How Selma detects if investments are cheap or expensive aka measuring the over- or undervaluations
Example: If Swiss company stocks are cheap and Japanese companies expensive, Selma would automatically buy more Swiss stocks and reduce Japanese investments until their prices are back to a normal level (see how Selma checks if something is cheap or expensive).
Why does Selma track if investments are cheap or expensive?
Selma automatically detects whether the investment products in your mix are cheap or expensive for two reasons:
- to lower the risk you’re taking
- to take opportunities in markets that are currently at an attractive value
How often does Selma measure over- and undervaluations:
Selma checks the valuations of all major stock markets globally at least once a quarter, so when companies release their latest earnings figures.
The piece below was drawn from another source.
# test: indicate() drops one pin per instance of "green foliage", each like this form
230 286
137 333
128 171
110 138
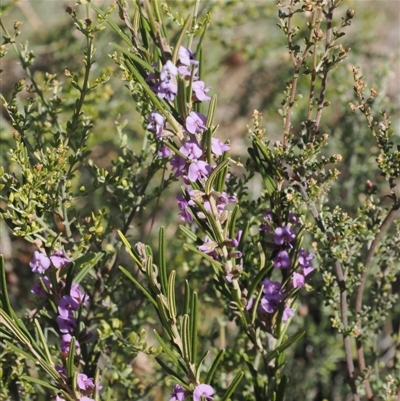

If this creates the need for changes in the investment mix of the portfolios, they will be done automatically.
What does Selma measure:
- The daily prices of the stock markets
- The profits created by companies and how they have been growing in the past
- The interest rates that companies currently pay and what interest rates they paid in the past.
How Selma checks if something is cheap or expensive (in detail)
An out-of-the-box example
Imagine you’re buying strawberries at the market.
Assume the usual price for one kilogram of 🍓 is CHF 5.00.
When you are shopping for your weekly 🍰 you would include more strawberries when they cost CHF 3.00 and less when they cost CHF 7.00. Eventually if they cost CHF 10.00 you probably wouldn’t include any strawberries.
In a similar way Selma approaches the stock market 📈
Selma checks the price you need to pay for investment products that give you access to stock markets. To know if the prices are fairly valued, Selma sets them in comparison to the profits generated by the companies included. In that way, Selma calculates how much you are paying for every dollar of company profits generated.
If the “normal price” is 20x the yearly profits the companies earn, the price would be cheap when you can invest at a price 10x the company profits. However, when the price is 30x the annual profits, it is expensive. As profits in companies can vary quite a lot from year to year, because of special effects and how the economy is doing, Selma compares the average profits of the last ten years to the current price of the investment product, instead of just using last year's profits.
Selma does not evaluate the price of every single company in the index, but rather takes a broader perspective on the entire market, e.g. on the Swiss market, European market, US market, etc…
When everything is expensive: going into precious metals 🪙
Sometimes all major stock market indices can be very expensively valued. Then, Selma invests less into all of them, and puts the remaining money into precious metals (gold and silver). You can think of this as a safety valve, that should add some protection to your portfolio against a major worldwide stock market correction.
Selma portfolios always include at least a 5% share in precious metals, as a protection against market crises and inflation. This share can be scaled up to 25%, in case all stock markets are too expensive according to the Shiller CAPE Ratio.